Marcon aprì i cassetti della scrivania. Stava probabilmente cercando un mezzo hamburger avanzato.
- E allora? - chiese.
- E allora niente, commissario Marcon. L'unico legame solido con quel figlio di puttana è quella pin-up che il Giudice delle Indagini Preliminari sta torchiando adesso in qualche ufficio della Cittadella Giudiziaria. E' così solido e chiaro che il prete dovrebbe sbrigarsi a reciderlo quanto prima... almeno è quello che farei io, fossi al posto suo. Ha ammazzato il tuo amico, ha fatto secco il vero Pieri, che probabilmente hanno solo lontanamente sfiorato la cloaca che è solito abitare. E invece la tipa che si scopava regolarmente e che meglio lo conosce è ancora viva e...
- Non se la scopava per niente, Zucca. - quello di Marcon era un ringhio sommesso.
- Non se la scopava per niente. E' questo il problema.
- Come sarebbe a dire?
- Sarebbe a dire che il fatto che non dovrebbe essere niente più di un dato, se quei due facevano sesso insieme o no. Una notizia, un mezzo indizio, niente di più. E invece il solo parlarne ti fa venire una faccia non troppo diversa da quella che fece un galileo inchiodato ad un palo un paio di millenni fa, alla periferia di Gerusalemme. E' questo il problema, in quest'indagine.

Zucchelli si alzò dalla sedia, si appoggiò alla scrivania e piantò gli occhi in quelli del commissario.
- Guàrdati, Marcon. Ossèrvati.
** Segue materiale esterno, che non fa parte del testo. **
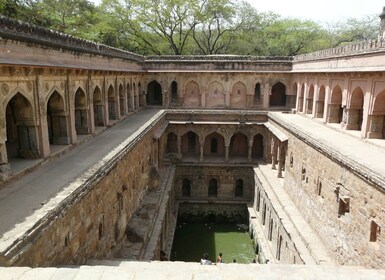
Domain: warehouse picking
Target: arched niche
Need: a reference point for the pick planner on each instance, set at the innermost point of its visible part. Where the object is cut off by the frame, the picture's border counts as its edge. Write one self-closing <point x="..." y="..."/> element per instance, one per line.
<point x="57" y="120"/>
<point x="278" y="95"/>
<point x="335" y="106"/>
<point x="154" y="94"/>
<point x="81" y="113"/>
<point x="192" y="95"/>
<point x="239" y="145"/>
<point x="98" y="105"/>
<point x="22" y="134"/>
Oggi sei tornato ad essere poliziotto, i ragazzi m'hanno detto che sembravi un segugio sulle tracce della selvaggina, nervoso e concentrato. E questo va bene, benissimo. Ma devi sforzarti di fare l'ultimo passo, no? Sei stato tu ad insegnarmi il mestiere, quindi mi sento un cretino a ripeterti queste cose... ma fai un minimo di mente locale, diamine! Hai un delinquente assassino da prendere, hai quattro morti ammazzati, hai adesso anche indizi, prove, hard disk da scandagliare, impronte digitali da confrontare, e magari qualcos'altro che, come al solito tuo, tirerai fuori da cappello solo al momento opportuno. Ma, ed eri tu che me lo ripetevi fino alla nausea, anni fa, un'indagine poliziesca è una cosa che non ha niente a che vedere con i romanzi polizieschi. E qui non abbiamo neanche la suspense di scoprire chi sia il colpevole. Dobbiamo solo scoprire dove si nasconde quel figlio di puttana. Scovarlo, prenderlo, e poi metterlo in un pacchettino infiocchettato per la magistratura. Tutto qui. Solo che tutti quelli che lo sfiorano rimangono stecchiti, e non ci possono aiutare a trovarlo.
Tutti morti. Tranne una.

Zucchelli si riaggiustò la cravatta che aveva allentato, si spolverò con noncuranza le maniche, e controllò che le sue scarpe fossero perfettamente lucide. Si predisponeva a lasciare l'ufficio di Marcon, ma si fermò solo un attimo ancora, con la mano già sulla maniglia, voltandosi ancora verso il commissario.

- Torchiala, Marcon. Mettila giù dura, con lei. Strizzala, trattala male, tirale fuori ogni cosa. - sospirò - Dopo, magari, se è davvero pulita e innocente, puoi pure sposartela. Adesso è vedova, no?